Investor behavior has naturally followed. Faced with wrenching declines in equities between 2000–2002 and again from 2008–2009, money poured into bonds, especially U.S. Treasuries. The only year where bonds saw relatively less flows was 2013, a very strong equity year. But 2014 has seen a return to the multi-year trend of bond flows well-outpacing U.S. equities. The only slight twist this year has been a new preference for international equity, even with the outperformance of U.S. stocks.
It may be, of course, that global yields have stayed low largely because of aggressive moves by central banks. Even with the Fed coming to an end of quantitative easing, the European Central Bank is beginning to ramp up its own. And it may be that yields are low because growth is anemic and will stay that way, though as Envestnet's Chief Investment Strategist Tim Clift recently discussed in MarketWatch , such fears are also likely overblown given the slew of positive economic data in the United States.
But if the role of central banks is being exaggerated, then we are missing other causes. The past thirty years has seen a dual revolution in information technologies and the emergence of a massive and increasingly robust middle class. The net effects of both are lower global labor costs, less expensive goods and services, and more than a billion new participants in the global capital system. Those technologies and new consumers have created much more seamless flows of trade and capital, with the attendant systemic risks (as we saw in 2008–2009), but also the benefits of greater liquidity and cheaper capital around the world.
If that is true, then lower rates are a manifestation of greater stability and global growth, even if that growth is more evident outside the developed world.
What Now?
Clearly, rates do not have much lower to go. And there has been modest movement upward, at least for U.S. Treasuries. But if this long period of declining rates is approaching an end, it does not necessarily mean an inevitable period of rising rates lies ahead. Indeed, we could be in for a protracted period of relatively static low rates, with periods of volatility and uncertainty of course, but with that static trend still in place. That would mean neither great pain nor great gain for most bond investments.
If technological innovation and the emergence of the global middle class continue, companies exposed to those phenomena will continue to reap disproportionate rewards, as they have been for well over a decade. That, in turn, would explain the strange yet undeniable strength in equities—at least as credibly as the thesis that equity markets are up and bond yields are down only because of central bank machinations.

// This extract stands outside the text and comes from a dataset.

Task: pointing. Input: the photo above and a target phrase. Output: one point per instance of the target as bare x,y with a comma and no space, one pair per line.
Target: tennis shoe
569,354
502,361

So, in short, by all means prepare for the end of the bond bull market. It is probably done. By all means consider the possibility of a bear market in bonds and turmoil in equities. It would seem that most of us are doing just that. But we should also be prepared not for the trend to reverse but rather for it simply to stop, with stocks a beneficiary, as they most certainly have been, with or without the help of central banks.
Zachary Karabell is Head of Global Strategy of Envestnet, Inc.